Why do you get ten wives and I can't even have one? Protest outside a Mormon temple on Santa Monica Blvd, LA. Posted on Flickr by Evan Jacobs 6 November 08.
Since same-sex marriage was banned in California last Tuesday, gay activists have rallied against the vote with daily protests, blaming the Mormon Church for swaying the electorate with a cash-crammed campaign. One blogger is calling for a "boycott of the State of Utah" and all business owners who donated to the cause.
On the same day that the first ever black American was elected to the White House, gay couples were banned from getting married in California. Since May this year, gay Californian couples had been enjoying the same rights as heterosexual couples, but in a poll on Tuesday, just over half of the state (52.5%) voted to take them away. Coming from the country's most liberal state, which is considered a groundbreaker on the matter, the decision came as a shock. So shocking in fact, that even Republican state governor Arnold Schwarzenegger spoke out against it on Sunday, encouraging gay rights activists "not to give up". MSNBC's comic presenter Keith Olbermann also condemned the decision, calling it "horrible". On Monday, 43 Democrat legislators went even further by signing a petition urging the Supreme Court to void Prop 8.
Meanwhile, gay rights activists have been protesting daily from Sacramento to San Diego, targeting in particular the Mormon Church (LDS), which poured over $15m into the ProtectMarriage campaign according to the Mormons for Proposition 8 website, which lists donors and amounts given.
Protestors chant "shame on you" outside a Mormon Temple in Westwood, Los Angeles. Posted by "Jaromellz" 8 Nov. 08.
Demonstrators marched to and from a Mormon temple in Silverlake, LA on Saturday. Posted by "wojo4hitz" 10 Nov. 08.

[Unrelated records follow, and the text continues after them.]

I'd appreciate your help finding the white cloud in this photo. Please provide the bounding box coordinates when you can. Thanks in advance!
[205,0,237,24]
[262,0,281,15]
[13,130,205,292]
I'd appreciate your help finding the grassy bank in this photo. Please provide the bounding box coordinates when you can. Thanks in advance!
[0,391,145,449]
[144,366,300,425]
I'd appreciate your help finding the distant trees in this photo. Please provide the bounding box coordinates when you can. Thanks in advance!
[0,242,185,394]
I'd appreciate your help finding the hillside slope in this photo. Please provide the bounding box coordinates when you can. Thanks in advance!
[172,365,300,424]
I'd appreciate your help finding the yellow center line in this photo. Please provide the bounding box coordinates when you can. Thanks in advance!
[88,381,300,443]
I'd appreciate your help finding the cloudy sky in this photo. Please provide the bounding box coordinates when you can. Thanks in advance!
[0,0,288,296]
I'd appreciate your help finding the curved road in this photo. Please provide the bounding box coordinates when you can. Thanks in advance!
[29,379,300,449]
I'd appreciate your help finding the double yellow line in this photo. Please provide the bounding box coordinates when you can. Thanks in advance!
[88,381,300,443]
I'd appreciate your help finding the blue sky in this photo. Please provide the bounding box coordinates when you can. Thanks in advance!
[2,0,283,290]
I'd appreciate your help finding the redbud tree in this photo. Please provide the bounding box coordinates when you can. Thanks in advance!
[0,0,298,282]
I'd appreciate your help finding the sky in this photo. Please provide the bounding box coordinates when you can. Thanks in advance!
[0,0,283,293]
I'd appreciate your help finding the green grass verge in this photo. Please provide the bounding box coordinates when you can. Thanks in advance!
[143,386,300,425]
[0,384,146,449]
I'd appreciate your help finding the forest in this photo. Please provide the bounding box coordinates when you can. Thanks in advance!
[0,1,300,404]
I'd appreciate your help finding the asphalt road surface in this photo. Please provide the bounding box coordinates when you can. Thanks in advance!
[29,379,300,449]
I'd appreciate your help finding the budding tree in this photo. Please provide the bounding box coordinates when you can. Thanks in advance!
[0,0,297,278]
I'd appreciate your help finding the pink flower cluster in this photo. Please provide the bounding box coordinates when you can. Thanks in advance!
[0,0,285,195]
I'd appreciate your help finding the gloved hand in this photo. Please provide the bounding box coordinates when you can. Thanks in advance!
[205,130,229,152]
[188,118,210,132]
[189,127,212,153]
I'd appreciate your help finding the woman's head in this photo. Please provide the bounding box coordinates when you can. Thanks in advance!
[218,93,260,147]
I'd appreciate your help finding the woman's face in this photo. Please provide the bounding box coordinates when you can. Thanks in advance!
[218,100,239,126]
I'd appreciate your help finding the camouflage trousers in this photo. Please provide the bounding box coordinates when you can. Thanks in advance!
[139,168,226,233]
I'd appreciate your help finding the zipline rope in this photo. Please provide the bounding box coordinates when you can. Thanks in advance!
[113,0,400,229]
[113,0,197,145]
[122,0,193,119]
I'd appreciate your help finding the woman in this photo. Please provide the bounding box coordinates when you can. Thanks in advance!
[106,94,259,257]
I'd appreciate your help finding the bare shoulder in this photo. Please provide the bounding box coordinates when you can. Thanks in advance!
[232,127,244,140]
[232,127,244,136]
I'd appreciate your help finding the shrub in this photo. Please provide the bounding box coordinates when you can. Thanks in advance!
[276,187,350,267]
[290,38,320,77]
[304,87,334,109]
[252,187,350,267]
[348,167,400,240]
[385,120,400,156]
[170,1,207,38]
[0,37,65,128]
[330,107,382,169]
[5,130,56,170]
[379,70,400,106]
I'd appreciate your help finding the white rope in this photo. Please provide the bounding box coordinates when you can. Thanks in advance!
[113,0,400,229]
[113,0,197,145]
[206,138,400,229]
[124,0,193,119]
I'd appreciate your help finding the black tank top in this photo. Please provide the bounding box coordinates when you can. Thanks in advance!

John Aravosis is a blogger and gay rights activist who's running the campaign to boycott Utah and Mormon businesses. He writes for Americablog.
This is not the first time the Mormons went beyond their borders to promote hate and intolerance of gays and lesbians - it's been happening for years. Enough is enough.. It's time to stop funding those businesses and individuals who promote hate. (...) We could use a little research help. It's been said that as many as 4 out of 5 dollars donated to the anti-gay Prop 8 forces came from Mormons, especially those in Utah. (...)
[For example] Our friend Brent Andrus, who is a lead donor to Prop 8 [he donated $20,000], in fact runs a series of hotels, including (big surprise here), Courtyard Marriott, Fairfield Inn Marriott, Residence Inn Marriott, and Spring Hill Suites Marriott. Never, ever stay at a Marriott again."
Armand Mauss is a Mormon sociologist from Salt Lake City who now lives in California. He supported Proposition 8. (We also spoke to a Mormon who opposed the LDS Church's involvement in Proposition 8, but he refused to have his comment published for fear of excommunication). Armand sent us his comment by email:
Some, but not all, of the LDS Church's interests in this matter are religious, but that does not disqualify the Church from participating, as one interest group among many, in the political process, any more than a labour union's special economic interests would be disqualifying. In other words, there is no "church vs. state" issue. The American tradition of church-state separation has never meant that religious beliefs or interests have no right to be expressed in political behaviour. (...)
We sympathize with the disappointments felt this time by the opponents of Prop. 8, but the Church is not responsible for those disappointments, and they do not justify the hostility and bigotry against the Church that we have seen in the wake of this election.
The 18,000 gay couples married after the narrow ruling of the California Supreme Court against Prop. 22 are the main victims in this election outcome, and we truly commiserate with the frustration that they must feel. However, they are not victims of Prop. 8 (or of the LDS Church) but of an ill-advised action by the Court action by the Court, which had been strenuously petitioned by the Prop. 8 campaign to delay implementation of its 4-3 decision until after the November election. Had the Court agreed to that delay, we would not now have 18,000 couples in a sort of marital limbo."